I have had a heck of a time with a memory problem. Apparently, the Citizen class is supposed to make memory debugging simple. Well, I have no idea how to use it. Its taken about 2 weeks straight of my time to figure this out. Lets hope it doesn't take you as long.

I had been doing my debugging in C; perhaps its easier to use Citizen from Python. If so I will let you know.

Problem

I am having a memory overrun in my code somewhere. I think it is in an inner loop, where I allocate an lsst::fw::Image<KernelT> kImage(kernelCols, kernelRows);. Its being double-freed somehow, and I can't figure out how. This happens on something like 10% of the SuperMACHO images I have been working with. I can't predict under what conditions it crops up, but it does so repeatedly.

*** glibc detected *** free(): invalid pointer: 0x000000000384ede0 ***

Solution 1a : gdb and C

I don't know how to use gdb worth anything. I am a bad, bad programmer. Its killing me right now...

Result : I need to learn how to use gdb better

Solution 1b : gdb and Python

gdb python
run examples/runImageSubtract.py $FWDATA_DIR/SM/sm85.021115_0707.112_8.im $FWDATA_DIR/SM/sm85.021115_0707.112_8.tmpl tests/ImageSubtract_policy.paf

Solution 2 : Valgrind

Valgrind is apparently a good way to check on memory problems, but as far as I can tell its not interactive. It is however verbose. I need to compile both fw and imageproc with scons debug=1. Then I run my code with

valgrind --error-limit=no ./tests/testImageSubtract $FWDATA_DIR/SM/local/8/sm85.021115_0707.112_8.tmpl $FWDATA_DIR/SM/local/8/sm85.021115_0707.112_8.im > & VALGRIND.OUT &

I had to set --error-limit=no because there is a problem with VW, and everytime I try and do a pseudoinverse Valgrind says

==20071== Invalid read of size 8
==20071==    at 0x430EBD: vw::math::Matrix<double, 0, 0>::operator()(unsigned, unsigned) (Matrix.h:460)
==20071==  Address 0x7FECF2688 is on thread 1's stack
==20071==
==20071== Invalid write of size 8
==20071==    at 0x44BBBF: void vw::math::svd<vw::math::Matrix<double, 0, 0>, vw::math::Matrix<double, 0, 0>, vw::math::Vector<double, 0>, vw::math::Matrix<double, 0, 0> >(vw::math::Matrix<double, 0, 0> const&, vw::math::Matrix<double, 0, 0>&, vw::math::Vector<double, 0>&, vw::math::Matrix<double, 0, 0>&) (LinearAlgebra.h:196)
==20071==  Address 0x7FECF26C8 is on thread 1's stack

So there is an outstanding memory problem with VW+LAPACK; lets ignore it for now. Maybe this is actually the problem. But it takes the program a factor of several hundred longer to execute when running with Valgrind. And unfortunately this means my code takes 1 day to finally get to the error. Also, since I have sooooo many VW problems, I need to redirect the output to a file since it scrolls off my screen.

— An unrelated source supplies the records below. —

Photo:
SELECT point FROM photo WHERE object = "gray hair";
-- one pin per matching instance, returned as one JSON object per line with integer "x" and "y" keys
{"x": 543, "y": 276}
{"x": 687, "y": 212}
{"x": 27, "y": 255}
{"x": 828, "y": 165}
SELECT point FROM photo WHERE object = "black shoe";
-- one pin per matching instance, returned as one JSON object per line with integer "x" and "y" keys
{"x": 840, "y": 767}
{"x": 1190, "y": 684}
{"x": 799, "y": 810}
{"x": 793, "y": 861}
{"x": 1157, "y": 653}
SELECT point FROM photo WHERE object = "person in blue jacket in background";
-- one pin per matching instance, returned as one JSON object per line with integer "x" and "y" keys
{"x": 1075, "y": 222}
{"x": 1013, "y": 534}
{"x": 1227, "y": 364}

Well, this is getting closer. Get errors like

==20071== Invalid write of size 8

==20071==    at 0x432360: std::vector<boost::shared_ptr<lsst::fw::Kernel<double> >, std::allocator<boost::shared_ptr<lsst::fw::Kernel<double> > > > lsst::imageproc::computePcaKernelBasis<double>(std::vector<lsst::imageproc::DiffImContainer<double>, std::allocator<lsst::imageproc::DiffImContainer<double> > >&, lsst::mwi::policy::Policy&) (ImageSubtract.cc:876)

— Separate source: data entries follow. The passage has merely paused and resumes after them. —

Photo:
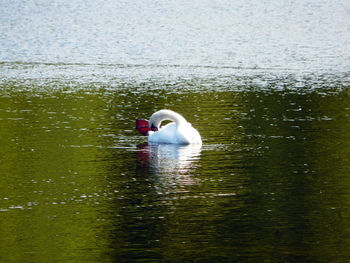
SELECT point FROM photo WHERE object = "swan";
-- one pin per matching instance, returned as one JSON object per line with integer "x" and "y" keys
{"x": 177, "y": 132}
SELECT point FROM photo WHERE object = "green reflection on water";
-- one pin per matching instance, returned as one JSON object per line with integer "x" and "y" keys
{"x": 269, "y": 184}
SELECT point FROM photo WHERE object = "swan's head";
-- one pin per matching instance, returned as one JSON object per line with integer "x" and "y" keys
{"x": 143, "y": 127}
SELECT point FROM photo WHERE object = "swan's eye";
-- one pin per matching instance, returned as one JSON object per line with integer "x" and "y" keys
{"x": 154, "y": 128}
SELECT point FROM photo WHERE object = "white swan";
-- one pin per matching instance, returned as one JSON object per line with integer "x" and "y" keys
{"x": 177, "y": 132}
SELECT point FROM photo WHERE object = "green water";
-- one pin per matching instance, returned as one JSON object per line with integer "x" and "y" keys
{"x": 271, "y": 182}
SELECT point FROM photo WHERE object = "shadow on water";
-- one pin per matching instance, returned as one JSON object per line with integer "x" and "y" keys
{"x": 270, "y": 182}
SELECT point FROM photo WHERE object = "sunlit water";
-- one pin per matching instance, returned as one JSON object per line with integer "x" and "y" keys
{"x": 265, "y": 83}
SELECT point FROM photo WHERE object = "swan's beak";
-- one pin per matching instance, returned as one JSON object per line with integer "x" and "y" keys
{"x": 142, "y": 126}
{"x": 154, "y": 128}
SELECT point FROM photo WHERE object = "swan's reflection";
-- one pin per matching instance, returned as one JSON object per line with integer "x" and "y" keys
{"x": 171, "y": 163}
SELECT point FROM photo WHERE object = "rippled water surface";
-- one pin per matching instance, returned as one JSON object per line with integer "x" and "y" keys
{"x": 266, "y": 83}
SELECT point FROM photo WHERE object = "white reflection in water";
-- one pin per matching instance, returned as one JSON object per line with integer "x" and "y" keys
{"x": 172, "y": 164}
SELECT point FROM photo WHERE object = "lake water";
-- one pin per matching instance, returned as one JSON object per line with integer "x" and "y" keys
{"x": 267, "y": 85}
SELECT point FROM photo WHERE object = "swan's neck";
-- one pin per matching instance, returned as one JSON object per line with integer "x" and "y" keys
{"x": 162, "y": 115}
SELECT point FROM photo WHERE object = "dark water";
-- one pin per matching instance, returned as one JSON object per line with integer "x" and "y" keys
{"x": 267, "y": 85}
{"x": 270, "y": 183}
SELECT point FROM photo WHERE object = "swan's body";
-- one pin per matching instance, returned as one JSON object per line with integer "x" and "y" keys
{"x": 177, "y": 132}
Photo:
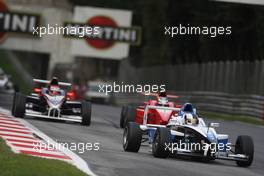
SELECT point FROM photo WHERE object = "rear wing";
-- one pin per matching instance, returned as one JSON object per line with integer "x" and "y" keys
{"x": 47, "y": 82}
{"x": 157, "y": 95}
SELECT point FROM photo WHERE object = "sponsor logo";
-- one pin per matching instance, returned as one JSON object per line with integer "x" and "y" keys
{"x": 109, "y": 32}
{"x": 16, "y": 22}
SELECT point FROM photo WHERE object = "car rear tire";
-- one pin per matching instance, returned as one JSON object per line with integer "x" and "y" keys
{"x": 162, "y": 139}
{"x": 245, "y": 145}
{"x": 19, "y": 105}
{"x": 132, "y": 137}
{"x": 122, "y": 116}
{"x": 130, "y": 115}
{"x": 86, "y": 113}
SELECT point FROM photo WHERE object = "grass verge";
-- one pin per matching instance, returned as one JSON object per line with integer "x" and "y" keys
{"x": 246, "y": 119}
{"x": 8, "y": 68}
{"x": 25, "y": 165}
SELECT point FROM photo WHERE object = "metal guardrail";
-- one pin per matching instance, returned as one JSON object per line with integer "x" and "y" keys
{"x": 6, "y": 100}
{"x": 248, "y": 105}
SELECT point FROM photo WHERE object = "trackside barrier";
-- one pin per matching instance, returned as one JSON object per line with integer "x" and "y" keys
{"x": 248, "y": 105}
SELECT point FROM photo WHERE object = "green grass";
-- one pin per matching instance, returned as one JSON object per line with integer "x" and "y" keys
{"x": 246, "y": 119}
{"x": 12, "y": 164}
{"x": 9, "y": 69}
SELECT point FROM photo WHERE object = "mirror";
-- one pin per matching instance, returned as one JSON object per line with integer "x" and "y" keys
{"x": 214, "y": 125}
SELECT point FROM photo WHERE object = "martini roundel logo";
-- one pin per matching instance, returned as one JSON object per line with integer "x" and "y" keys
{"x": 101, "y": 21}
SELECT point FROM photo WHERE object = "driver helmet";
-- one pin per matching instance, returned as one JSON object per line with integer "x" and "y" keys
{"x": 162, "y": 99}
{"x": 190, "y": 119}
{"x": 54, "y": 88}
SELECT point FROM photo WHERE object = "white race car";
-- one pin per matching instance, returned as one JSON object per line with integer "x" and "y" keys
{"x": 51, "y": 102}
{"x": 187, "y": 135}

==20071==    by 0x429C60: boost::shared_ptr<lsst::fw::LinearCombinationKernel<double> > lsst::imageproc::computePsfMatchingKernelForMaskedImage<float, unsigned short, double>(boost::shared_ptr<lsst::fw::function::Function2<double> >&, boost::shared_ptr<lsst::fw::function::Function2<double> >&, lsst::fw::MaskedImage<float, unsigned short> const&, lsst::fw::MaskedImage<float, unsigned short> const, std::vector<boost::shared_ptr<lsst::fw::Kernel<double> >, std::allocator<lsst::fw::Kernel> > const&, lsst::fw::MaskedImage<float, unsigned short> const&<boost::shared_ptr<lsst::detection::Footprint>, std::allocator<std::vector<boost::shared_ptr<lsst::fw::Kernel<double> >, std::allocator<lsst::fw::Kernel> > const&> > const&, lsst::mwi::policy::Policy&) (ImageSubtract.cc:293)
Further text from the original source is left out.